The content’s there for them to enjoy or not, they feel no need to pay in any way. And that dispensation from making any kind of ‘payment’ includes any acknowledgement they have read it, liked it or – just for the sake of argument – disagreed with it.
I’m glad they do read it, don’t misunderstand me – it’s reassuring that friends I don’t see very often (you know who you are) keep up with my antics – and phobias – and rants – this way. Don’t stop!
But that absence of payment is also interesting if you come at it from my perspective.
I was a journalist of sorts, on and off. Paid for writing things that people then read, in order to be better informed, or (I can’t really lump telecommunications in with snooping round glamorous houses) just amused.
Over the last couple of months there have been several occasions when I’ve written one of my thought or rant pieces only to find a ‘real’ writer saying much the same thing in a national newspaper a week or two later.
I mentioned one such to the new Brit in the house, gratified that my argument had been published by a real hack in a national newspaper.
‘See,’ I chirped, ‘that’s just what I was saying last week.
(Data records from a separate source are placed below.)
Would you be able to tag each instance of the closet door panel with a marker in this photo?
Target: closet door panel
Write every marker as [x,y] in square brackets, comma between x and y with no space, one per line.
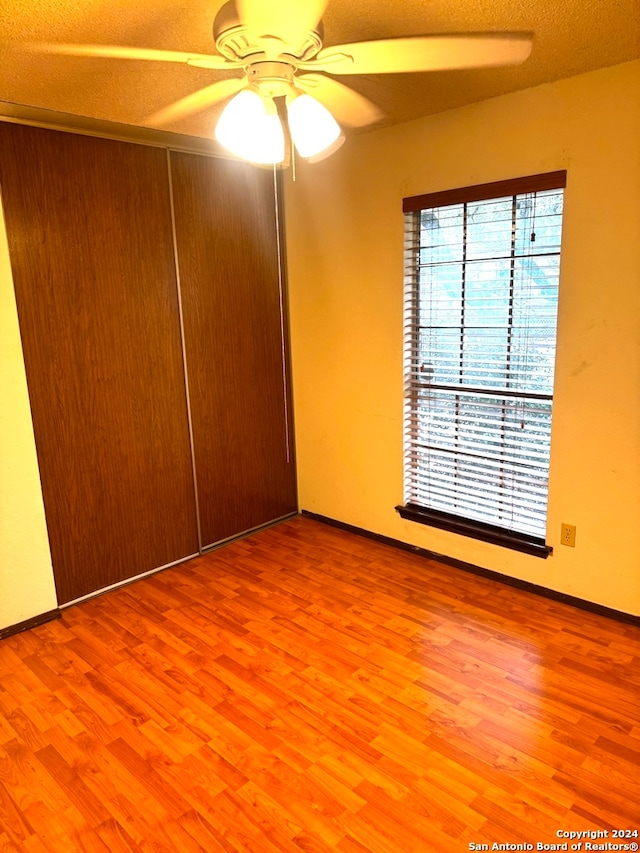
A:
[233,326]
[90,240]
So I am doing something useful.’ (Even I can see the flaw in that statement.)
Anyway, the point is, we’ve had many discussions about the usefulness or otherwise of my blogging. Other than some things being better out than in, as far as my psyche’s concerned, I mean, which is patently useful.
‘But,’ he says, ‘you don’t get paid for it.’
I restrain my innate instinct for the confessional, which wants me to say, ‘No – and on top of that, I pay for my site so that it has a proper address and doesn’t have ads. So, in effect, I’m paying people to read what I write.’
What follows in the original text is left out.